Sert tepkime gülümsedi Dr. L. "Hatırlamaman normal elbette. Ben Ark'ı terk ettiğimde sen daha sekiz ya da dokuz yaşındaydın."

Ark'ı terk ettiğinde mi? Tanrım ilaç sahiden de beynimi allak bullak etmiş olmalıydı. Doğru anlamıyordum duyduklarımı. Bu kadın beni, bebekliğimi bildiğini iddia ediyordu. Ama hepsi bu kadar da değildi.

"Kanatlarını tasarladığımız günleri hatırlıyorum da..." dedi uzaklara bakıp. "İlk prototip tam bir felaketti. İkincisi ondan bile umutsuzdu. Ama elbette baban pes etmedi. Bunun imkansız olduğunu söyleyen onca insana rağmen başaracağımıza inanıyordu." Bakışları yeniden bana döndü. "Görüyorum ki haklı da çıkmış. Sen... gerçekten eşsiz, genç bir adam olmuşsun."

"O eşsiz adam şu an senin tutsağın," dedim onun iltifatını umursamadan. "Kardeşim de öyle... Bize ne yapacaksın?"

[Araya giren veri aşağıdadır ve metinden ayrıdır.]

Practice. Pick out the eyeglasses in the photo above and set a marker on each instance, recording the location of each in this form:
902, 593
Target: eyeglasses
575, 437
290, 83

Dudaklarını birbirine bastırdı. "Sence ne yapmalıyım?"

Zeki bir kadındı doktor. Resmen sözleriyle oynuyordu benimle. Ama ben de aptal değildim. "Madem babamı tanıyorsun, o zaman iki oğlunu esir aldığını duyduğunda size yapacaklarını da tahmin ediyorsundur," dedim. Sesimin yeterince tehditkar çıktığına emin olsam da Dr. L. paniklemiş görünmüyordu.

"Hayatımı mahvedeceğine bahse girerim," dedi yüzünü buruşturup. Benimle alay ettiğine emindim. Ama sonra sıkıntıyla nefes verdi ve yorgun gözlerle bana baktı. "Buraya gelerek beni gerçekten çok zor bir duruma düşürdünüz Tyron. Sen de kardeşin de..."

"Ve sen de bizi ortadan kaldırıp kendini kurtaracaksın elbette."

Tek kaşı anında havaya kalktı Dr. L.'in. "Ortadan kaldırmak mı? Ben herkesin hayatta kaldığı daha uzlaşmacı bir yöntem bulacağımızı düşünüyordum ama..."

Şaka mıydı bu? Anlamıyordum. Kimdi bu kadın? Ne yapmaya çalışıyordu? Neden çoktan öldürmemişti ki bizi? Ben baygınken işimi bitirip ardımda hiç iz bırakmayabilirdi. Ya kızını dinleyip bizi babama karşı bir koz olarak kullanmayı düşünüyordu ya da aklımın almadığı daha sinsi bir planı vardı. Her koşulda... Onun dostum olmadığına emindim ve Lee'yi de kendimi de bu delikten bir an önce kurtarmak zorundaydım.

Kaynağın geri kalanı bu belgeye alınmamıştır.